Para o magistrado a reforma deu mais autonomia para negociação entre trabalhadores e empregadores, não partiu do pressuposto de que sempre o trabalhador é enganado. “No processo trabalhista houve um pouco isso, existia uma macro proteção que era importante nas décadas de 40, 50 e 60. Então o que se fez, tirou-se um pouco dessa proteção, isso o legislador pode fazer com razoabilidade e o fez agora com a reforma, então isso aconteceu para retirar um pouco essa situação desigual que havia”, disse.

Sindicato diz que reforma foi atentado contra a classe trabalhadora

O presidente do Sindicato dos Comerciários do Estado de Roraima, José Sipaúba da Silva (Foto: Nilzete Franco/Folha BV)

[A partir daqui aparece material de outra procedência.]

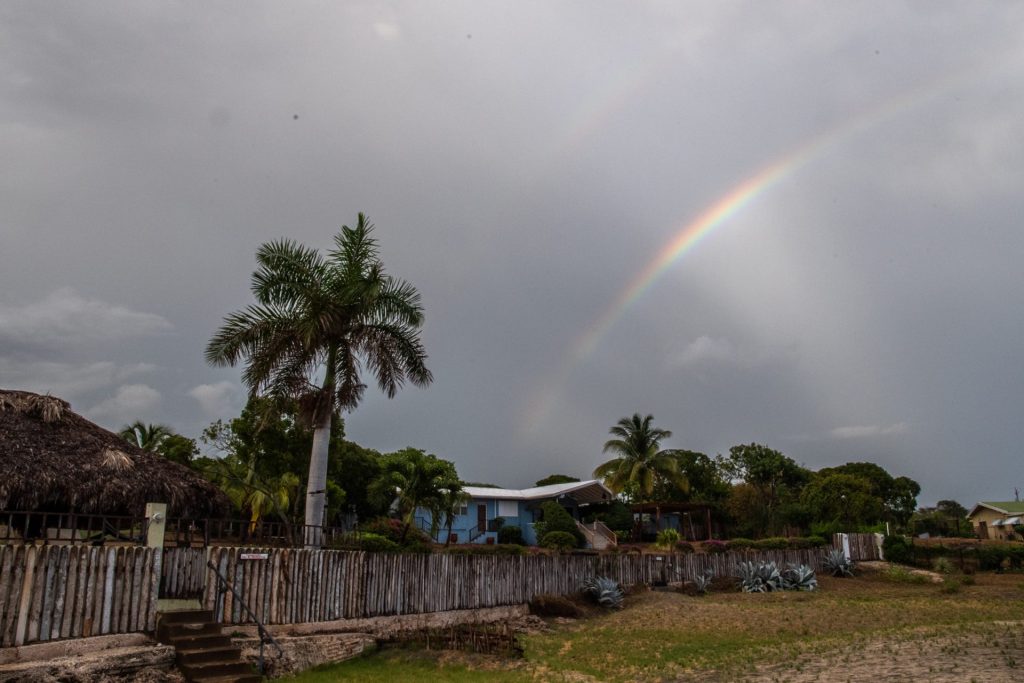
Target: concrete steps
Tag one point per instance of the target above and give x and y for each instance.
(204, 652)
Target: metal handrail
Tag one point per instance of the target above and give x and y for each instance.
(264, 635)
(603, 529)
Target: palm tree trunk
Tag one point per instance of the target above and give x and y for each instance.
(316, 487)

Para o presidente do Sindicato dos Comerciários do Estado de Roraima (Sinteco-RR), José Sipaúba da Silva, a reforma trabalhista é um “atentado” contra a classe trabalhadora no Brasil. “A reforma é um pacto criminoso que veio para retirar direitos conquistados com muita luta. As relações trabalhistas após as medidas ficaram extremamente fragilizadas, haja vista as grandes alterações aprovadas pela reforma a favor do setor patronal, como as flexibilizações de jornadas de trabalho entre outras”, declarou o sindicalista.

Com relação ao fim da contribuição sindical, o presidente do Sinteco afirma que sempre defendeu a livre contribuição. “Os trabalhadores devem contribuir livremente visando o fortalecimento do sindicato como instrumento de luta, mas essa contribuição tem que partir deles”, enfatiza.

O presidente do Sinteco destaca que a contribuição sindical que os trabalhadores eram obrigados a pagar, como se fosse um dia a mais de trabalho por ano, era rateada entre cinco instituições. “Esse imposto era dividido entre o Ministério do Trabalho e Emprego, centrais sindicais, confederações sindicais, federações sindicais e por último, os sindicatos”, ressalta.